Gouvernance: La Ligue 2 dénonce le « mépris » de la Ligue 1 sur les droits TV

FOOTBALL Alors que tout se tenir une Assemblée générale très importante à la Ligue ce mercredi 

N.C. avec AFP

— 

La bataille des droits TV entre la Ligue 1 et la Ligue 2 est l'un des enjeux de l'arrêt de la saison 2019-2020 (photo d'illustration).
La bataille des droits TV entre la Ligue 1 et la Ligue 2 est l'un des enjeux de l'arrêt de la saison 2019-2020 (photo d'illustration). — PASCAL PAVANI / AFP

Les clubs de Ligue 2 ont dénoncé mardi par la voix de leur syndicat majoritaire le « mépris » de certains homologues de Ligue 1 sur la question des droits TV, à la veille de l’assemblée générale de la Ligue, moment crucial de la fin de saison.

« Le collège de Ligue 1 (réunissant les présidents des 20 clubs de l’élite) a totalement méprisé la Ligue 2 », s’est indigné auprès de l’AFP Claude Michy, le président de l’Union des clubs professionnels de football (UCPF), le syndicat de la grande majorité des clubs de deuxième division.

Une demande de déplafonnement en suspens

Objet de la colère du dirigeant, la répartition des droits télévisuels entre l’élite et son antichambre, point à l’ordre du jour de l’assemblée générale de la Ligue de football professionnel (LFP) de mercredi (15h00).

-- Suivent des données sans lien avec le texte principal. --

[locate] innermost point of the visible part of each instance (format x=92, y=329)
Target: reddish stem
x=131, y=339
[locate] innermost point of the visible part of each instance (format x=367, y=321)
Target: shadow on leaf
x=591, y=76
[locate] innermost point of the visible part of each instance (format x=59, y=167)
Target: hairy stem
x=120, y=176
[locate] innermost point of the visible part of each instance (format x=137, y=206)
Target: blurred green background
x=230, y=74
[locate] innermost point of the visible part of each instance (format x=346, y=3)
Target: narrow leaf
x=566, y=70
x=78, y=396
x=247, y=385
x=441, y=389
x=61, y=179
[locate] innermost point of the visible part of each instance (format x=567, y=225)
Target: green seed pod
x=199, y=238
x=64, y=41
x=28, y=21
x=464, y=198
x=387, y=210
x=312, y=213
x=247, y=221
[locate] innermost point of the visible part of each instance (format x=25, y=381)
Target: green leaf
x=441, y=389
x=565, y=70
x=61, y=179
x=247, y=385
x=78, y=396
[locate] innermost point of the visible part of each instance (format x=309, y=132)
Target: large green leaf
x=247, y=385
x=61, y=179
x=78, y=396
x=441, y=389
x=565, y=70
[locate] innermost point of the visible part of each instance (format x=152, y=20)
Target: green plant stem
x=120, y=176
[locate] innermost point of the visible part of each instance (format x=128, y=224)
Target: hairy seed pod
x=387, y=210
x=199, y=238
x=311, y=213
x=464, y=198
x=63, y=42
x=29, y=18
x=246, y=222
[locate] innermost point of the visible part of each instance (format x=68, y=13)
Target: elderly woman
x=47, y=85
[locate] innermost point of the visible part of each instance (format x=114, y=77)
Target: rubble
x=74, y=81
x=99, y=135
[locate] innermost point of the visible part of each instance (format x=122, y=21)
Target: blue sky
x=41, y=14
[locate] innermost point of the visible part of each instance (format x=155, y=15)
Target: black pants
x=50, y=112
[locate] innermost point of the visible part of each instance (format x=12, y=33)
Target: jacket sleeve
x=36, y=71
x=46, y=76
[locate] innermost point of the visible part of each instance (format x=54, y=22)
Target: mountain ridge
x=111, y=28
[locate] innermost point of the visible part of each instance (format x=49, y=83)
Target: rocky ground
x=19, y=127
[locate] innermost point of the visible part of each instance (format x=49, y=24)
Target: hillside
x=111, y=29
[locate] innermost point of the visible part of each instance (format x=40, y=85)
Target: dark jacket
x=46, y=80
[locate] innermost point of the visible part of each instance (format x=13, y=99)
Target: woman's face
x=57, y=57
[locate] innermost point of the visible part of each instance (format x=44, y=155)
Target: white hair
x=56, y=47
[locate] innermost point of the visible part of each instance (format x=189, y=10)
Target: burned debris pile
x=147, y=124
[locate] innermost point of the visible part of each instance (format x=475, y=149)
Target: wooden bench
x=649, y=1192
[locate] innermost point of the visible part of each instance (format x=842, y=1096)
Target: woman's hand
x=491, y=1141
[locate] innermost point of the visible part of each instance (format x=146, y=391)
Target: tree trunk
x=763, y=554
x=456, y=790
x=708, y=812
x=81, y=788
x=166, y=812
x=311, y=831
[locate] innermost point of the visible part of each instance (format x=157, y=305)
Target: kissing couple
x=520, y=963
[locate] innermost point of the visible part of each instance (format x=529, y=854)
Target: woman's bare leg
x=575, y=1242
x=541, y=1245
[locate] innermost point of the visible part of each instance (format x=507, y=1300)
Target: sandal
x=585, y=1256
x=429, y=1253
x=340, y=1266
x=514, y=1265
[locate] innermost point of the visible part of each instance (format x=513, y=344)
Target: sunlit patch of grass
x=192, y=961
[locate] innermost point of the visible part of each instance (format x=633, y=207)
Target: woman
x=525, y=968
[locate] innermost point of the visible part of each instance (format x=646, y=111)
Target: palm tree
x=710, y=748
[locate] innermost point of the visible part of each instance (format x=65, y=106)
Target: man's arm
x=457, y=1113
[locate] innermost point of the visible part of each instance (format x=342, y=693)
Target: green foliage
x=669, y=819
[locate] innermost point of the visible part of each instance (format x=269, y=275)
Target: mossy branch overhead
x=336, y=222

La L2, à l’unanimité, avait en effet fait une demande de déplafonnement de ses droits TV annuels, actuellement plafonnés à 110 millions d’euros par an, pour en toucher un pourcentage fixe de 12,4 %, soit 162 millions d’euros annuels dans le cadre de l’alléchant nouveau contrat du cycle 2020-2024 (1,217 milliard d’euros par an, dont 64 millions pour la L2, trois fois plus que le précédent contrat).

Boycott ?

Problème, l’unanimité de l’assemblée générale – et donc tous les votes de l’élite – est requise pour valider ce déplafonnement. Or, selon Claude Michy, « onze clubs de L1 ont voté pour le déplafonnement, ce qui signifie qu’on a 31 clubs sur 40 (en comptant les 20 équipes de L2) qui sont d’accord pour une solidarité, une vie commune, pour développer le football de façon juste et équilibrée ».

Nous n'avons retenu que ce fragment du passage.